Here are my Week 5 Power Rankings:
30. Utah Jazz (3-15)
29. Milwaukee Bucks (3-13)
28. New York Knicks (3-13)
27. Sacramento Kings (4-11)
26. Cleveland Cavaliers (5-12)
25. Philadelphia 76ers (6-12)
24. Orlando Magic (6-10)
23. Boston Celtics (7-12)
22. Brooklyn Nets (5-12)
21. Toronto Raptors (6-10)
20. Detroit Pistons (7-10)
19. Chicago Bulls (7-8)
18. Charlotte Bobcats (8-10)
17. Washington Wizards (8-9)
16. New Orleans Pelicans (8-8)
15. Phoenix Suns (9-8)
14. Los Angeles Lakers (9-9)
13. Atlanta Hawks (9-9)
12. Memphis Grizzlies (8-8)
11. Timberwolves (9-10)
10. Denver Nuggets (10-6)
9. Dallas Mavericks (10-8)
8. Golden State Warriors (10-8)
7. Houston Rockets (13-5)
6. Los Angeles Clippers (12-6)
5. Portland Trail Blazers (14-3)
4. San Antonio Spurs (14-3)
3. Miami Heat (14-3)
2. Oklahoma City Thunder (12-3)
1. Indiana Pacers (16-1)

Oklahoma City Thunder 

It was a wild week for the Thunder. They handed San Antonio its second loss of the season before pulling out a crazy overtime win over Golden State on Friday night.

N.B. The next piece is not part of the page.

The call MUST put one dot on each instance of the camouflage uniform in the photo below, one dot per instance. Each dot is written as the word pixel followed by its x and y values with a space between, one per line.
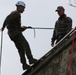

They then capped off a productive weekend by deafeating the Timberwolves at home on Sunday.

Kevin Durant led the way with a triple-double against Minnesota, and his 12 assists continued a season-long improvement in his passing. He's averaging about one more assist per game than last year after achieving that feat in each of the previous two seasons as well. From 2007-2011, his first four seasons in the league, Durant was basically just a scoring machine, never averaging more than 2.6 dimes per game. This year, he's notched 5.5 assists per contest, an elite number for a forward. And the fact that he has needed just 16.8 field goal attempts to average 26 points underscores his efficiency, the main reason why he is almost unanimously considered the second-best player in the NBA.*

*My top 5:
1) LeBron James (30.29 PER this season!)
2) Durant
3) Paul George (Dominating on both ends.)
4) Chris Paul (Kinda fun to watch.)
5) Kevin Love (You might have heard that he's good at rebounding and outletting.)
3,436) Amar'e Stoudemire (I know, I'm piling on.)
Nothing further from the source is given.